SPOTLIGHT:
COUNTRY ENGAGEMENT
WORKING GROUP MEMBERS
“India’s greatest challenge is its diversity,” says Dr. S.K. Sikdar, Deputy Commissioner in charge of family planning in India’s Ministry of Health and Family Welfare. “Whereas some policies do wonderfully well in some regions of the country, the same policies may not do as much in other regions.” Dr. Sikdar has been involved in family planning for a decade, and he notes that the Ministry of Health has scored a number of wins in its efforts to adapt to local conditions. “When you make policies and programs keeping the women in the far-flung villages in mind,” he says, “you are very likely to succeed.”
Nevertheless, many challenges remain. Dr. Sikdar feels that the FP2020 movement has come at exactly the right time. “Countries across the world have been doing a lot in family planning over the last three to four years, but FP2020 has been a catalyst to the whole movement,” he says. “In our country we are really embracing FP2020 in a very big way as an advocacy and enabling mechanism, to provide family planning services to all our women.”
The key, says Dr. Sikdar, is that FP2020 is a broad-based coalition that unites partners across sectors and across the globe. The possibilities are immense. “For the first time, all the countries of the world—with different cultures, different creeds, different capacities—have really come together on a single platform for a common, unified goal.”
Fatimata Sy is the Coordination Unit Director for the Ouagadougou Partnership, a regional coalition to expand family planning in nine francophone nations of West Africa. “Most of the francophone West African countries are really lagging behind in terms of family planning,” she says. “We have the lowest contraceptive prevalence rates compared to lusophone and anglophone countries in the same region.”
But the Ouagadougou Partnership, which was inaugurated in 2011, is sparking a transformation. “[It] is helping countries to reposition family planning,” says Ms. Sy. Government commitment and donor coordination have increased throughout West Africa, and contraceptive prevalence rates are starting to rise. Each of the nine countries in the Ouagadougou Partnership has developed a costed implementation plan.

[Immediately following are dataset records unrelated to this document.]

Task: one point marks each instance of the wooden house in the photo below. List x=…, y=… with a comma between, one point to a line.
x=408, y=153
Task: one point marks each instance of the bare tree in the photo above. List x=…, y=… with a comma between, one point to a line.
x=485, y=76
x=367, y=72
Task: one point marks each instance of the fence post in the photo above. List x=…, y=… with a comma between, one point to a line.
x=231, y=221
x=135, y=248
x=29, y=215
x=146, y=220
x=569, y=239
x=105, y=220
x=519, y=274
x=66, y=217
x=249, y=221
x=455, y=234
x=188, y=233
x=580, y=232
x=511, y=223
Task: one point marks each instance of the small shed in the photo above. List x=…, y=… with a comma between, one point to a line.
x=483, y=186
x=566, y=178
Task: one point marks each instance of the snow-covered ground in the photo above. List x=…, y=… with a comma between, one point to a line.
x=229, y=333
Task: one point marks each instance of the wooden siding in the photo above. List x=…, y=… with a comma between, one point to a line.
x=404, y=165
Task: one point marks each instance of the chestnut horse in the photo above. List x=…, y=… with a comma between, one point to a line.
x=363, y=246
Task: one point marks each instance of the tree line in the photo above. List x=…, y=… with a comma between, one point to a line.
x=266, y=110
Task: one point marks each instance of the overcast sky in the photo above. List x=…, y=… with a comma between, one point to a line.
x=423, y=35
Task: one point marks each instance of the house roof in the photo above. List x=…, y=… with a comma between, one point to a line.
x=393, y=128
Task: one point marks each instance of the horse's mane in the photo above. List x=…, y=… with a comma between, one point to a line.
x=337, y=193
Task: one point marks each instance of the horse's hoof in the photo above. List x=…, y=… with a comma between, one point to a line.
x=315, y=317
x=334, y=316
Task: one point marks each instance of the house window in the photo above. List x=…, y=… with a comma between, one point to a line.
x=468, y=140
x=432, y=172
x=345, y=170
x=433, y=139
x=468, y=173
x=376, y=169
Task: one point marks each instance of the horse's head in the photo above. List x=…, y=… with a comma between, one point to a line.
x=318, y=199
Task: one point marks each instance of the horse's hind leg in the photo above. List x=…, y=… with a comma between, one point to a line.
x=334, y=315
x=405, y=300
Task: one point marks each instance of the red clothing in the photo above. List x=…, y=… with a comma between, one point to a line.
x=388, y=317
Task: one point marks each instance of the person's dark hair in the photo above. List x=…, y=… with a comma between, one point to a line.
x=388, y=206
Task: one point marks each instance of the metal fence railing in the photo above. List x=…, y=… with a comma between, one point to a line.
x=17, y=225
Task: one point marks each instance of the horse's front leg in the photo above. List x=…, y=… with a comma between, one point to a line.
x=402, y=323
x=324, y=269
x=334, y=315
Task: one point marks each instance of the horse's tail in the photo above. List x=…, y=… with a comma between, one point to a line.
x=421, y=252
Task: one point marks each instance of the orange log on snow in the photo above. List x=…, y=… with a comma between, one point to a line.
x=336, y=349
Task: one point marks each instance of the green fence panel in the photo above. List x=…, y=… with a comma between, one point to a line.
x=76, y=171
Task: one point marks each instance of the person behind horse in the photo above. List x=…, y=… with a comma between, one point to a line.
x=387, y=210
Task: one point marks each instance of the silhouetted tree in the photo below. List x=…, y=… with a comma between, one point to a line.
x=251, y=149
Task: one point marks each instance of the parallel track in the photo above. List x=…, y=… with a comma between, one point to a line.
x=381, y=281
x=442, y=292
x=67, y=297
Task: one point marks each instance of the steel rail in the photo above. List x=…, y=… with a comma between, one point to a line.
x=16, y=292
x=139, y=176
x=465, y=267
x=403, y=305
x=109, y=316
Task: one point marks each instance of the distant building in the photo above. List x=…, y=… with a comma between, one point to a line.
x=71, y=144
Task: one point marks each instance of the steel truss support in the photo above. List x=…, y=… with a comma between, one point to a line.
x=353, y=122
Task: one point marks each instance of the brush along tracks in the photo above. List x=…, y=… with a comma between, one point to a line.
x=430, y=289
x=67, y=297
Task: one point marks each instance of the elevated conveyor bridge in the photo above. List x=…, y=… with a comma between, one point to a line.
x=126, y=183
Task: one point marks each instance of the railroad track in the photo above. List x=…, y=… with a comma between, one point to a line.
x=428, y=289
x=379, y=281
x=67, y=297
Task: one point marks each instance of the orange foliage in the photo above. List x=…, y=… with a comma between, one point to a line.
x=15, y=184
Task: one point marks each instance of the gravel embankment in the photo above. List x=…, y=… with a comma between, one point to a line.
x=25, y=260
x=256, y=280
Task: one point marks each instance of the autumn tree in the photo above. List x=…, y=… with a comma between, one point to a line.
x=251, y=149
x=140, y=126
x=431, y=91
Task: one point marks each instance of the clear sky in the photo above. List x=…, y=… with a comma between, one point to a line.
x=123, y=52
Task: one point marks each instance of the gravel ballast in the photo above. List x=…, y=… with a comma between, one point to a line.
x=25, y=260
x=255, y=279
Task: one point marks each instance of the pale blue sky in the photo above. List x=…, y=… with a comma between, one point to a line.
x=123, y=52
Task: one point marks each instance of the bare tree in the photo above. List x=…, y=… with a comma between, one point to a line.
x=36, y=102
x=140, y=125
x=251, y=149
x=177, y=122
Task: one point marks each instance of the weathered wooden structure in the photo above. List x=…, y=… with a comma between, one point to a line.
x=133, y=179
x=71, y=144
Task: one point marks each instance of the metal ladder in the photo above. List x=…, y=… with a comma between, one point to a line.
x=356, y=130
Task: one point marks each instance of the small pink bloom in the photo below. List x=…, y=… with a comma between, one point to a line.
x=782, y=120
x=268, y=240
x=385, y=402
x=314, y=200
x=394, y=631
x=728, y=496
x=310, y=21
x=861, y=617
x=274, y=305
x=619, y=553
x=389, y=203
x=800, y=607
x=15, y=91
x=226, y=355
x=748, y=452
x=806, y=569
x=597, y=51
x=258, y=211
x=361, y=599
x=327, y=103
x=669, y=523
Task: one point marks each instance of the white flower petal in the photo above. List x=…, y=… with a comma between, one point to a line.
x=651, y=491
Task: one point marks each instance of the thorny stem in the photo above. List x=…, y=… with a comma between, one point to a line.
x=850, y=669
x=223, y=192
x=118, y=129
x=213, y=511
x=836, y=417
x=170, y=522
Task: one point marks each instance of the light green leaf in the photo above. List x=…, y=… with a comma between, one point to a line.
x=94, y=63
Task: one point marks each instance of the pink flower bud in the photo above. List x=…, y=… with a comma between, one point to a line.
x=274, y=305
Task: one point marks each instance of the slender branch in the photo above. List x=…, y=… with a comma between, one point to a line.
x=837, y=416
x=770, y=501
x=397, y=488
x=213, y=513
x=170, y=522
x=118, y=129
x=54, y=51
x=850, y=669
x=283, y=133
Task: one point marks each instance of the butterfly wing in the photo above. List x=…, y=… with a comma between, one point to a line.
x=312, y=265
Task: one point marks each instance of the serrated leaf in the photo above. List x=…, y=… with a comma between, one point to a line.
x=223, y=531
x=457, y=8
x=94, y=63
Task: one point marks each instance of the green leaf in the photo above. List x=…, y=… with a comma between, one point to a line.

“We are now creating momentum at the country level and global level around family planning,” says Ms. Sy. “I believe in this movement because we’re now seeing a great interest from donors and countries to talk about family planning, linking family planning to other strategies that will decrease maternal mortality and strengthen the rights of women and girls.”
As Ms. Sy points out, family planning interventions require significant resources, both technical and financial. Coordination among donors and partners is key. The Ougadougou Partnership and FP2020 are working to ensure that collaborations are efficient, taking advantage of existing resources whenever possible. “I think we’re already doing some excellent things together—the same action plan, using the same focal points, calling meetings that advance the family planning agenda in francophone West Africa.”